There was a lot of hurt in the music world in 2014. It started in January, when folk icon and civil rights activist Pete Seeger died at the age of 94. In July, both punk music and the classical world suffered blows just days apart with the death first of Tommy Ramone, the drummer and co-founder of the seminal punk band the Ramones, and then Lorin Maazel, the legendary conductor who directed more than 200 orchestras, including for many years the New York Philharmonic.

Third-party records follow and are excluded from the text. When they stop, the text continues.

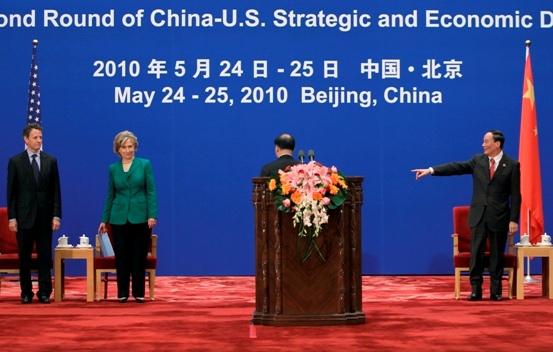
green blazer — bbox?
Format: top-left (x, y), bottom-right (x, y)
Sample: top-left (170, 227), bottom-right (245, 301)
top-left (102, 158), bottom-right (157, 225)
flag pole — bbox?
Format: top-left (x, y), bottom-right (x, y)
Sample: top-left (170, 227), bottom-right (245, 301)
top-left (523, 40), bottom-right (540, 283)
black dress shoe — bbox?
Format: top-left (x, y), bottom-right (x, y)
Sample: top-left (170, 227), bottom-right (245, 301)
top-left (490, 293), bottom-right (503, 302)
top-left (467, 293), bottom-right (482, 301)
top-left (38, 296), bottom-right (50, 304)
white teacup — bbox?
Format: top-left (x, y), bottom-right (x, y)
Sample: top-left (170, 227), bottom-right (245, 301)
top-left (79, 235), bottom-right (90, 246)
top-left (58, 235), bottom-right (69, 247)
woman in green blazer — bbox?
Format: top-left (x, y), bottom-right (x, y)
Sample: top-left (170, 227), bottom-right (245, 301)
top-left (98, 131), bottom-right (157, 303)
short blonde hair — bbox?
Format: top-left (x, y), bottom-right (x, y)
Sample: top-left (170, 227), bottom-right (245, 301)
top-left (113, 131), bottom-right (138, 156)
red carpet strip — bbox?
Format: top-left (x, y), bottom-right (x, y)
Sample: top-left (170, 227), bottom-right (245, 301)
top-left (0, 276), bottom-right (553, 352)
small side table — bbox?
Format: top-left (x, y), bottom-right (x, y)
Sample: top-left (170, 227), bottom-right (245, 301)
top-left (54, 247), bottom-right (94, 302)
top-left (517, 246), bottom-right (553, 299)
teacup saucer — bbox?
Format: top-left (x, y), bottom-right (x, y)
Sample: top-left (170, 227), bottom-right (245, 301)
top-left (515, 242), bottom-right (532, 247)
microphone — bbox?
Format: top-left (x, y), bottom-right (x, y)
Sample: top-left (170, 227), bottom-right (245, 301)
top-left (307, 149), bottom-right (315, 161)
top-left (298, 150), bottom-right (305, 164)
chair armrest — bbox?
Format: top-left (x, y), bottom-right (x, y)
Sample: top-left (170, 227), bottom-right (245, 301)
top-left (507, 233), bottom-right (515, 255)
top-left (451, 233), bottom-right (459, 256)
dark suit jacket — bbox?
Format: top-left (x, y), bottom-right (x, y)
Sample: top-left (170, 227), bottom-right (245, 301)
top-left (433, 153), bottom-right (522, 233)
top-left (259, 155), bottom-right (299, 177)
top-left (102, 158), bottom-right (157, 225)
top-left (7, 151), bottom-right (61, 229)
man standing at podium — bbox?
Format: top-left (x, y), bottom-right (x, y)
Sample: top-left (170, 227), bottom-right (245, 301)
top-left (412, 130), bottom-right (522, 301)
top-left (259, 133), bottom-right (299, 177)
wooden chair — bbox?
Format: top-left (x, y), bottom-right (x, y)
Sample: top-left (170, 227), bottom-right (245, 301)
top-left (94, 226), bottom-right (157, 301)
top-left (451, 206), bottom-right (517, 299)
top-left (0, 207), bottom-right (38, 292)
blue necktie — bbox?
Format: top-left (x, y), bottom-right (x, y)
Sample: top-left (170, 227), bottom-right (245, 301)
top-left (31, 154), bottom-right (40, 184)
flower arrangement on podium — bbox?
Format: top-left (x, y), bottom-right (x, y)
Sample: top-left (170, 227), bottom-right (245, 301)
top-left (268, 161), bottom-right (348, 263)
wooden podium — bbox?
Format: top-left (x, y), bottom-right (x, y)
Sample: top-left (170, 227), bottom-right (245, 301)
top-left (252, 177), bottom-right (365, 326)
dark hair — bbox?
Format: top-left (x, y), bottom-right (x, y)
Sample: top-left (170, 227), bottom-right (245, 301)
top-left (275, 133), bottom-right (296, 150)
top-left (23, 123), bottom-right (42, 138)
top-left (488, 130), bottom-right (505, 149)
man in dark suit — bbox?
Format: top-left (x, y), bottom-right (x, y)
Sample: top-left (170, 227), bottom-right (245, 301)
top-left (412, 130), bottom-right (522, 301)
top-left (7, 124), bottom-right (61, 304)
top-left (259, 133), bottom-right (299, 177)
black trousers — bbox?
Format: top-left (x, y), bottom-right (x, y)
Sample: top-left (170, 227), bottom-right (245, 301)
top-left (17, 214), bottom-right (52, 298)
top-left (110, 222), bottom-right (151, 298)
top-left (469, 221), bottom-right (507, 295)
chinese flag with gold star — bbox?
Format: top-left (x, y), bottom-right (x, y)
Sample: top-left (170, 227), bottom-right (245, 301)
top-left (519, 47), bottom-right (544, 244)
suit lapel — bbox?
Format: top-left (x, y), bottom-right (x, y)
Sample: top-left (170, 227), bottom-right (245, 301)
top-left (127, 158), bottom-right (140, 180)
top-left (493, 153), bottom-right (509, 178)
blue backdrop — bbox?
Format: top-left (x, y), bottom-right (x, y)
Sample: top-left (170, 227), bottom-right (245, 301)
top-left (0, 0), bottom-right (553, 275)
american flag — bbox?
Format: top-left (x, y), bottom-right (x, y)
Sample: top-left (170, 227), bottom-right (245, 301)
top-left (27, 39), bottom-right (42, 126)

Ramone was 65; Maazel was 84.

They weren’t the only losses in the music world this year, of course. The following list is to guide you toward gifted musicians of all genres who might not have received the headlines Seeger, Ramone and Maazel did, but whose memory and music are worth noting.

Phil Everly

Redferns / Getty Images

Phil Everly (pictured on the right), who with his brother, Don, made up one of the greatest vocal duos of all time, died on January 3. The Everly Brothers scored 15 Top 10 hits in the late ’50s and early ’60s, including “Bye Bye Love”, “Wake Up, Little Susie” and “When Will I Be Loved.” Featuring the same unearthly singing ability as their predecessors in country music the Louvin Brothers, Phil and Don set a standard of close-knit harmony reflected later by Simon & Garfunkel and the Beatles, as well as just about every pop vocal group in the 1960s and 1970s. “You guided my musical development, my life,” wrote Art Garfunkel to Phil in tribute. “I sought a partner because you showed me what two can do.”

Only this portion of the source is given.